Le montage retranscrit cette folie. Welles mêle le 35mm et le 16mm (format moins coûteux), les images tournées par l’équipe de cinéma et celles supposément tournées par les journalistes et étudiants qui cernent Hannerford. Bien avant les portables et le travail sur la multiplication de l’image, Welles joue sur la pluralité des points de vue, floutant la frontière entre documentaire et fiction - comme il le fera avec "F for fake" - troublant tous les repères du spectateur plongé dans cette succession rapide d’images.

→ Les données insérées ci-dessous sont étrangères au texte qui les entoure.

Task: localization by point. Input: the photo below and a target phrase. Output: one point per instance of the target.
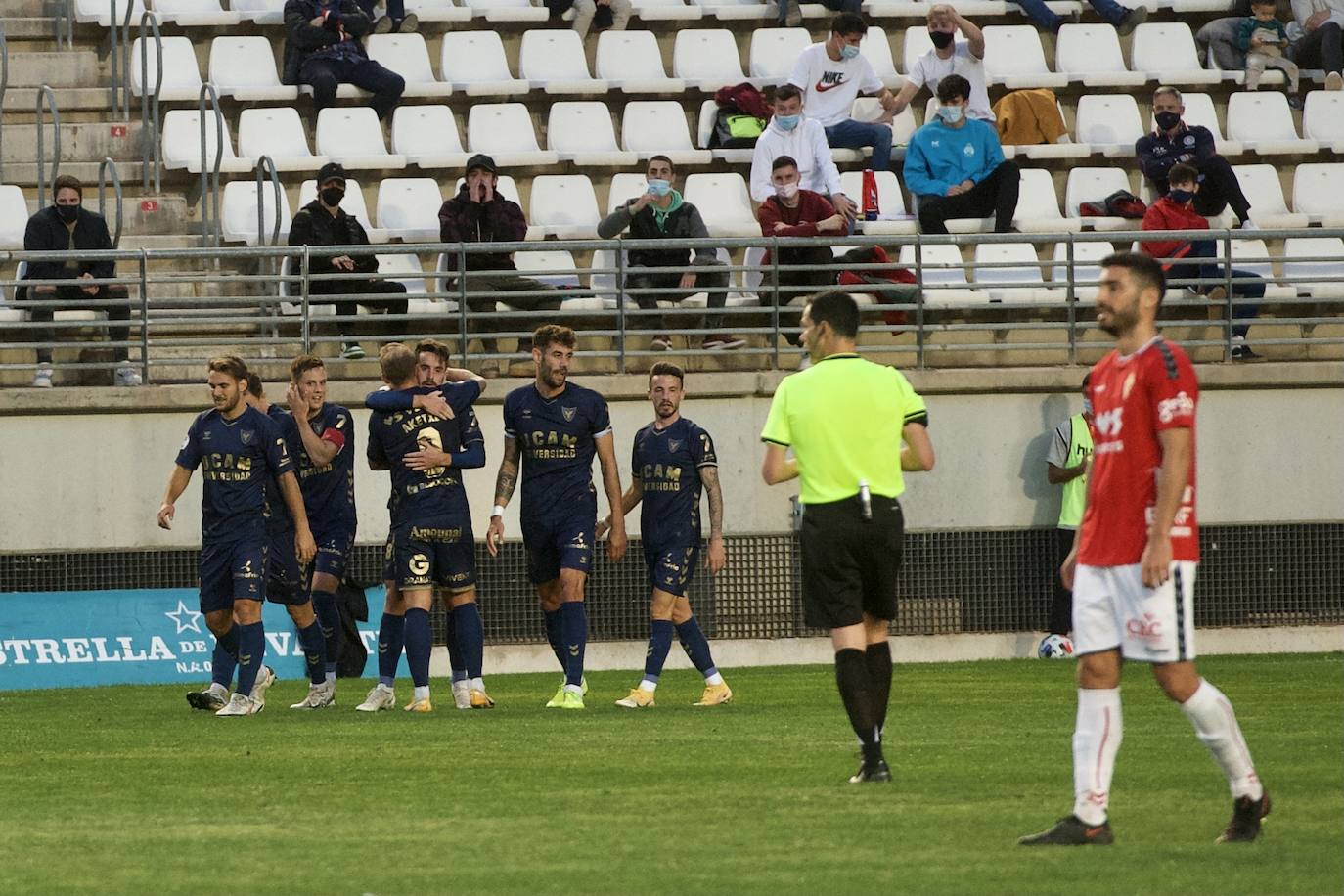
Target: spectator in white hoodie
(791, 133)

Mais cette multiplication n’aboutit bien sûr pas à une meilleure connaissance, à un débusquage de la réalité. L’alternance de couleur et de noir et blanc accentue le trouble dans cette fête où les dialogues tournent à vide tandis qu’on remplit les verres des invités, en se livrant des discours de plus en plus absconds.
Welles est celui qui maîtrise toutes les images : les fausses images de reportage, les prises à vif, le cinéma classique (magnifiques plans de Huston, en noir et blanc), les recherches formelles des années 1970. Le film de Hannerford s’inscrit pleinement dans la lignée de ces films du Nouvel Hollywood, dont le cinéaste reprend malicieusement des éléments déjà iconiques : la moto d’"Easy Rider", le désert de "Zabriskie Point", l’érotisme qui envahit les écrans. Welles renvoie parfois à son propre cinéma : le voile qu’Othello posait sur le visage de Desdémone, avant de la tuer, vient cette fois masquer le visage désirant d’une femme qui tend sa langue à travers le tissu.
Oja Kodar, dernière compagne du cinéaste, porte ses fantasmes : les toilettes d’un bar, d’un blanc immaculé, renferme des amours multiples, une baby doll regarde Oja se défaire de sa combinaison mouillée, l’éclair d’une fermeture qu’on abaisse révèle la peau brune d’une femme vêtue d’un anorak aux reflets métalliques… Cette chair est d’ailleurs sans cesse retravaillée, tour à tour montrée et cachée, devinée sous une robe, comprimée, redessinée par les ressorts d’un sommier de métal.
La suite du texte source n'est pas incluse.